In summary, we demonstrated a multiple-coil magnetic nozzle system to control unsteady laser-produced plasma flow. The plasma flow was deflected in a certain direction depending on the initial magnetic field structure, which could be altered by changing the number of coils being operated. The magnetic cavity and field compression were observed with a B-dot probe, and the field structure changed depending on the flow direction. A combined numerical simulation of two-dimensional radiation hydrodynamic and three-dimensional hybrid codes shows consistency with the experiment in terms of the density structure inside and outside the coil system. The structure outside this system is evaluated using artificial camera images from the simulation and compared with that observed in the experiment. Though the time-evolution in the simulation is ~0.1–0.2 μs slower than the experiment, the plasma structures both from the experiment and simulation are identical. The simulation suggests that the maximum deflection angles of 56.7 degrees and 20 degrees are obtained with the operations of two coils and three coils, respectively, in the same setup as in the experiment.


Experimental Details

The DB laser is an amplified single–pulse Nd:YAG laser, and the experimental data with different magnetic configurations were obtained in different laser shots. The reproducibilities of energy and pulse width were well within approximately 3% and ~1%, respectively, and the plasma expansion and structure formation were obtained as shown in Fig. 3.

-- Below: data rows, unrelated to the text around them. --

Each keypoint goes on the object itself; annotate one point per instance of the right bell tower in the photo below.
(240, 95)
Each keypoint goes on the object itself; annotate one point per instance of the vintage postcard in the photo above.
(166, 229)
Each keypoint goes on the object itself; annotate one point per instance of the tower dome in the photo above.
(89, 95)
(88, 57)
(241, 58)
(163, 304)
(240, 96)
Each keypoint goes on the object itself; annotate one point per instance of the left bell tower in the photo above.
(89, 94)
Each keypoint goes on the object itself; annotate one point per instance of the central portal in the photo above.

The plasma structure was measured with a gated optical imager at a wavelength of 450 nm with a width of 10 nm in FWHM, in which no strong emission lines exist for carbon and hydrogen atoms. The plasma density in the present experiment is normally optically thin, and the emission is evaluated as thermal bremsstrahlung emission.

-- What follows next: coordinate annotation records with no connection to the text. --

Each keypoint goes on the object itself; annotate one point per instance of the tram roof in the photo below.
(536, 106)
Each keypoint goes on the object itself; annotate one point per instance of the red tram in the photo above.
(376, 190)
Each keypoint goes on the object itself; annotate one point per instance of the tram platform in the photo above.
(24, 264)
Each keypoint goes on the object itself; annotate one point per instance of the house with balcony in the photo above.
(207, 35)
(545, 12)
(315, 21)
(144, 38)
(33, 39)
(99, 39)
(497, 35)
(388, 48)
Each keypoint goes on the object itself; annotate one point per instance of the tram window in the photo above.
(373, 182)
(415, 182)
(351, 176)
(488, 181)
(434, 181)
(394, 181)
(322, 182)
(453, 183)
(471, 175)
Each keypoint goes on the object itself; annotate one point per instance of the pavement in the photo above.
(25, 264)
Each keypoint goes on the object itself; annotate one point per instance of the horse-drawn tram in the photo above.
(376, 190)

$$\begin{array}{rcl}{\varepsilon }_{\lambda }({T}_{e}) & = & \frac{{2}^{5}\pi {e}^{6}}{{(4\pi {\varepsilon }_{0})}^{3}3m{c}^{2}{\lambda }^{2}}{(\frac{2\pi }{3m})}^{1/2}{g}^{ff}\frac{{Z}^{2}{n}_{e}{n}_{i}}{\sqrt{{T}_{e}}}\exp (-hc/\lambda {T}_{e})\\ & \propto & {Z}^{3}{n}_{i}^{2}\exp (-hc/\lambda {T}_{e}){g}^{ff}/\sqrt{{T}_{e}},\end{array}$$

where e is the elementary charge, ε 0 is the permittivity of free space, c is the speed of light, m is the electron mass, \(\lambda \simeq 450\) nm is the wavelength, h is the Planck constant, and \({g}^{ff} \sim 1\) is a velocity averaged Gaunt factor22. The emission intensity, therefore, strongly depends on the electron density and charge state, and the experimental and simulation results shown in Fig. 5 can be directly compared.

Simulation Methods

To simulate the laser-produced plasma, we conducted the two-dimensional radiation hydrodynamic simulation12 without an external magnetic field in an early stage of the plasma expansion. The laser pulse is in Gaussian shape in both time and space, and is propagated with the ray-tracing technique. The laser peak is set at t = 25 ns and the simulation ends at t = 33 ns.

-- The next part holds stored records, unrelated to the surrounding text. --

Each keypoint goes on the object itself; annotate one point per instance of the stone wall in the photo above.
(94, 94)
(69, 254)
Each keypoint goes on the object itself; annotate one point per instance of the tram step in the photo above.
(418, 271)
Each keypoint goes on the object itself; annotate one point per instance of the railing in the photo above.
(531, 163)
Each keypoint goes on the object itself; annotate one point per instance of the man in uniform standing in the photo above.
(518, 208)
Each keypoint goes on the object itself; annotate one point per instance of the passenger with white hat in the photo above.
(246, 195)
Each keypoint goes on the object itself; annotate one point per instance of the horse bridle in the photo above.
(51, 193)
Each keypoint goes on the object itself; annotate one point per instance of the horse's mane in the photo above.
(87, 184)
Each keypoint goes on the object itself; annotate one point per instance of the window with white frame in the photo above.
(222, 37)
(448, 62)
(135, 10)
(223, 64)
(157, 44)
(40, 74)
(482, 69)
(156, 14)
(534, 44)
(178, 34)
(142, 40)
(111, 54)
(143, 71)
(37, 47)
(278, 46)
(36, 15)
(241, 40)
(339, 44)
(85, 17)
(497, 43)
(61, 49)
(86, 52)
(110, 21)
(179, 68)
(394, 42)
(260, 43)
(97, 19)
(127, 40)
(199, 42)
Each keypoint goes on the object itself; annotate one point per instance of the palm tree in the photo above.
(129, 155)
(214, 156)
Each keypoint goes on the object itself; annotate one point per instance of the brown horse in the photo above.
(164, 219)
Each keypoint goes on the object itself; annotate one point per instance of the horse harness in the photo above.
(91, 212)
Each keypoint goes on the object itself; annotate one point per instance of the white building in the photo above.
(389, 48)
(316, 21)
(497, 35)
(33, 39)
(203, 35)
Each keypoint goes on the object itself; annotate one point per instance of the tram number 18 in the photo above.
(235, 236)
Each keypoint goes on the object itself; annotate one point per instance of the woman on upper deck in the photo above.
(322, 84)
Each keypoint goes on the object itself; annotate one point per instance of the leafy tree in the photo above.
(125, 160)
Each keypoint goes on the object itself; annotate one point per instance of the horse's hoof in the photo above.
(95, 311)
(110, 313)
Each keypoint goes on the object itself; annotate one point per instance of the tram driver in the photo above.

The density distribution was converted to ion particle and electron fluid density and given as input to the three-dimensional hybrid simulation7, in which the equations of motion for electrons and ions, the equation of internal energy of electron fluids, and Maxwell equations are self-consistently calculated in the magnetic field as shown in Fig. 1(b–e) with four–, three–, and two–coil operations. In this calculation, the cold plasma condition (T e  = T i  = 0) is assumed for simplicity.

Data Availability

The datasets generated and/or analysed during the current study are available from the corresponding author on reasonable request.